Allium dregeanum

Scientific classification
- Kingdom: Plantae
- Clade: Tracheophytes
- Clade: Angiosperms
- Clade: Monocots
- Order: Asparagales
- Family: Amaryllidaceae
- Subfamily: Allioideae
- Genus: Allium
- Subgenus: A. subg. Allium
- Species: A. dregeanum
- Binomial name: Allium dregeanum Kunth

= Allium dregeanum =

- Authority: Kunth

Species of flowering plant

Allium dregeanum is the sole known species of Allium endemic to sub-Saharan Africa. It has also been described as the only Allium species endemic to the Southern Hemisphere, though some descriptions of the genus also include Allium juncifolium (Chile) and Allium sellovianum (Brazil), which are much less studied than Allium dregeanum. The distribution of Allium dregeanum extends from the summer-rainfall region, into the winter-rainfall zone of South Africa. Since Allium species are almost exclusively found in the Northern Hemisphere, with major centers of diversity in Central Asia and western North America, the biogeographical history of Allium dregeanum is of interest.

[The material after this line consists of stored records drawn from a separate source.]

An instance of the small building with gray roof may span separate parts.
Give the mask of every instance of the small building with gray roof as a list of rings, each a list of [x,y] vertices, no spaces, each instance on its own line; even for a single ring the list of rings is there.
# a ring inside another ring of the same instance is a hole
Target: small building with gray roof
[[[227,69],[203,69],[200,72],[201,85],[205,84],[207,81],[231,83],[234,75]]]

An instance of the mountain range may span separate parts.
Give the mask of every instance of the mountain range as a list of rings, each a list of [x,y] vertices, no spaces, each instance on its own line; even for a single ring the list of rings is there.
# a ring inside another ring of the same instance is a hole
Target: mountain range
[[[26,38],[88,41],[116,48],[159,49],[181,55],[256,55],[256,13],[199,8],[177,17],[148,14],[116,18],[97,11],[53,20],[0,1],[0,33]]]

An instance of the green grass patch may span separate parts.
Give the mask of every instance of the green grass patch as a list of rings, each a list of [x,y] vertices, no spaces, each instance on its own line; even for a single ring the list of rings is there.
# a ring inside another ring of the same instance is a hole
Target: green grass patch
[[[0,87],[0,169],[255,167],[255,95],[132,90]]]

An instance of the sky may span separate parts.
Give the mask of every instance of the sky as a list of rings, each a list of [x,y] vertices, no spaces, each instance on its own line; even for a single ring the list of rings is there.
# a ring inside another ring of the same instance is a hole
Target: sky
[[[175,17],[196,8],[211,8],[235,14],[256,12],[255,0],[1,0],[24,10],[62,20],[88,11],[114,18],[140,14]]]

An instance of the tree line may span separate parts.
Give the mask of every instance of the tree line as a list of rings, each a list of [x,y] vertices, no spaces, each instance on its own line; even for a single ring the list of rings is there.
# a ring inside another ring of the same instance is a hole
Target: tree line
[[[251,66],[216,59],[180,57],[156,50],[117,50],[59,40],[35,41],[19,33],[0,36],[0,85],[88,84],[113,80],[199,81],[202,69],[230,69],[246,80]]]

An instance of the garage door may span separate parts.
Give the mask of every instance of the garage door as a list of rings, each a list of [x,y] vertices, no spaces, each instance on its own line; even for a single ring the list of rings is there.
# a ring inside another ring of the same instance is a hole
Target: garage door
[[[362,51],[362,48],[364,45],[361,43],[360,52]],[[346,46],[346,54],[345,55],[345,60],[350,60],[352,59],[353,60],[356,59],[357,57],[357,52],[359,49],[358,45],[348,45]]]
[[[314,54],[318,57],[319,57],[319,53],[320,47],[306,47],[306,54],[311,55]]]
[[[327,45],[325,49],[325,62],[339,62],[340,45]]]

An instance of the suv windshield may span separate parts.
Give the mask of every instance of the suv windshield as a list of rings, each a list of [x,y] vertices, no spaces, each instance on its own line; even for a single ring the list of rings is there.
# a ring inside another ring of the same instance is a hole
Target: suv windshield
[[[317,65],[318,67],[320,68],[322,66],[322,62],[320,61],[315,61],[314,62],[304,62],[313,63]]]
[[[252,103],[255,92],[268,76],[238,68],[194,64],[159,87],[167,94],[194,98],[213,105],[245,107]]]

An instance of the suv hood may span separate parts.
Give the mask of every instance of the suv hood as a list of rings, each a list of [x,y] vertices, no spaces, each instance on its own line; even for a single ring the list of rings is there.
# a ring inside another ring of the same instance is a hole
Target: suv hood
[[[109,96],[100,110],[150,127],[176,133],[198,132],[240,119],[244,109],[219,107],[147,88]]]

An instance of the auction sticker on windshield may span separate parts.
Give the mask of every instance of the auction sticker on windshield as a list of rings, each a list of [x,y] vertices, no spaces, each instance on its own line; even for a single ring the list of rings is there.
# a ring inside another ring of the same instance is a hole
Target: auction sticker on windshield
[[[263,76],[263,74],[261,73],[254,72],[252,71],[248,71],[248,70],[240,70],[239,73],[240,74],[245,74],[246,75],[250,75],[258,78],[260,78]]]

Though some theories have been put forward, no explanation for the geographic isolation of Allium dregeanum has been confirmed. In 1976, De Wilde-Dufyes proposed that Allium dregeanum is a modification of the European species Allium ampeloprasum, and may have been brought to South Africa by early European settlers. De Saarker et al. contradicted this theory in 1997, when they explored genetic similarities between Allium dregeanum and Allium ampeloprasum, and did not find evidence of a significant genetic relationship. They also point to evidence that Allium dregeanum was already established in South Africa in the mid-17th century, when the first Dutch settlers colonized South Africa, but do not suggest other explanations for Allium dregeanum's isolation.

Allium dregeanum occurs at elevations of 100-1000m, and flowers in spring and early summer (October to December). It can grow to 0.6m by 0.2m, growing best in well-drained soils in sunny areas. Allium dregeanum is also notable for its high chromosome counts: polyploidy is not uncommon in Allium, with 14% of representative Allium species exhibiting more than two sets of chromosomes, but Allium dregeanum has particularly high ploidy levels, and can be octoploid or decaploid.